What Is AI Inference? How Models Turn a Prompt Into Tokens

What AI Inference Is

A trained model is a frozen set of weights. Inference is the act of running new input through those weights to get an output. When you send a prompt and a model replies, that is inference. When a vision model labels an object in a frame, that is inference. When a classifier flags a transaction as fraud, that is inference. The model is not learning during any of this; it is applying what it already learned.

The economics are lopsided. A frontier model is trained once, at enormous cost, and then serves inference for every request for the rest of its life. A model that took weeks and millions of dollars to train will answer billions of inference requests, and the sum of that serving cost dwarfs the training bill. This is why inference efficiency, not training, is where most production AI engineering effort goes.

Once

A model is trained one time

Billions

Inference requests it then serves

~90%+

Share of lifetime compute spent on inference, not training

Training vs Inference

The two are easy to confuse because both involve running data through a neural network. The difference is direction and frequency.

Training vs Inference

	Training	Inference
What it does	Adjusts the model's weights	Reads the weights to predict
How often	Once (plus occasional fine-tunes)	Every request, forever
Data	A fixed, curated dataset	New input never seen before
Direction	Forward and backward passes	Forward pass only
Cost shape	Huge one-time capital cost	Ongoing per-request operating cost
Optimized for	Final accuracy	Latency, throughput, cost per token

Fine-tuning blurs the line: it is a smaller training run on top of an existing model. But once a fine-tuned model is deployed, it is back to pure inference. The same split applies to small custom models. Training a lightweight classifier takes minutes; running it on live traffic is inference that has to be fast and cheap, the same constraint covered in real-time model monitoring.

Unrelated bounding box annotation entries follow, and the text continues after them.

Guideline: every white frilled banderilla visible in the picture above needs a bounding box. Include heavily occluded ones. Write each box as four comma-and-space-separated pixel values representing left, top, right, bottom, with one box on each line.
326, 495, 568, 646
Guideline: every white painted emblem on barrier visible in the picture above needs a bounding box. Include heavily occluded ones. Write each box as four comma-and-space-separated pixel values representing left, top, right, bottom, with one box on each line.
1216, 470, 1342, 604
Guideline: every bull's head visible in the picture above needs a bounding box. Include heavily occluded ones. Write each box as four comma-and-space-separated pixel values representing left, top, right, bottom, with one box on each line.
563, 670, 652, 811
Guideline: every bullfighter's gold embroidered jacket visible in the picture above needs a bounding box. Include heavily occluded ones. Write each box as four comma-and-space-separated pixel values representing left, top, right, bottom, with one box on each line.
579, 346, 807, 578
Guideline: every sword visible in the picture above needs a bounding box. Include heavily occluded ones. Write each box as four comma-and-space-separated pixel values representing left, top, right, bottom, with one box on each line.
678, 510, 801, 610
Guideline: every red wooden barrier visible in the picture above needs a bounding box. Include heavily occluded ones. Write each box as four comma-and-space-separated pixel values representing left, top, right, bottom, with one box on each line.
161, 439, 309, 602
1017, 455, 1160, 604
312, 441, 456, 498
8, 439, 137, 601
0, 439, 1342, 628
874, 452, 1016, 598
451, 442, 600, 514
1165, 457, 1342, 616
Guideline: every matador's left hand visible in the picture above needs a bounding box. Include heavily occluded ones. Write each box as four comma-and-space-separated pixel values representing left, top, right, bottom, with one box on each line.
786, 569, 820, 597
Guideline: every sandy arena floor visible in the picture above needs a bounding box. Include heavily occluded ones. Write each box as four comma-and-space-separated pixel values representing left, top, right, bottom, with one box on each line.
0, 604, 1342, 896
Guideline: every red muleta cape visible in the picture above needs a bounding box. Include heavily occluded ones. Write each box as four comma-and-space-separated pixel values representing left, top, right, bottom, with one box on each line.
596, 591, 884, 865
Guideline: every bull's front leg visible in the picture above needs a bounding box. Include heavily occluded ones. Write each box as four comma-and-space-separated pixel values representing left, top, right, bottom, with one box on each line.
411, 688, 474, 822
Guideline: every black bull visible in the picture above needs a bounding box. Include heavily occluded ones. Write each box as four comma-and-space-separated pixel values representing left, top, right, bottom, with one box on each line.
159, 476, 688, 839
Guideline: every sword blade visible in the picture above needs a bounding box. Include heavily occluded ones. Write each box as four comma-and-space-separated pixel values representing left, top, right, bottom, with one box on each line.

How LLM Inference Works: Prefill and Decode

For a language model, inference is two phases with opposite performance profiles. Understanding the split is the difference between reading a benchmark correctly and being fooled by it.

Phase 1: Prefill (reading the prompt)

The model ingests your entire prompt at once, in parallel, and builds a key-value (KV) cache of attention state. Because it processes all input tokens together, prefill is compute-bound and fast even for long prompts. This phase determines time to first token: the longer the prompt, the longer until the first output appears.

Phase 2: Decode (writing the answer)

The model generates output one token at a time. Each new token depends on every token before it, so decode is strictly sequential and memory-bandwidth-bound, not compute-bound. This is the slow phase. Generation speed in tokens per second is a decode measurement, and it is why output costs more than input.

Why the split matters

A model can have fast prefill and slow decode, or the reverse. A coding assistant that reads a huge file (long prefill) but emits a three-line edit (short decode) has a completely different latency profile than a chatbot that gets a short prompt and writes three paragraphs. One "tokens per second" headline number hides this. Always ask whether a quoted speed is prefill, decode, or an average.

The Two Numbers That Matter: TTFT and Throughput

Two metrics describe almost everything a user feels:

Inference Latency Metrics

Metric	What it measures	Driven by
TTFT (time to first token)	Delay before the response starts streaming	Prefill — grows with prompt length
Throughput (tokens/sec)	How fast the rest of the answer streams	Decode — model size, batching, hardware
Total latency	Wall-clock time to a complete answer	TTFT + (output tokens ÷ throughput)

For a chat UI, low TTFT is what makes a model feel responsive, because the user sees text appear quickly even if the full answer takes seconds. For a batch job processing thousands of documents, TTFT is irrelevant and raw throughput is everything. The right model and provider depend on which of these your workload actually cares about. Throughput is also the lever an inference optimization effort moves most.

Why Inference Is a Throughput Game

Decode is memory-bandwidth-bound, which means a single request rarely keeps a modern GPU busy. The GPU spends most of its time waiting on memory, not computing. The fix is batching: serve many users' requests through the model at the same time, so each pass of the weights does useful work for dozens of requests at once.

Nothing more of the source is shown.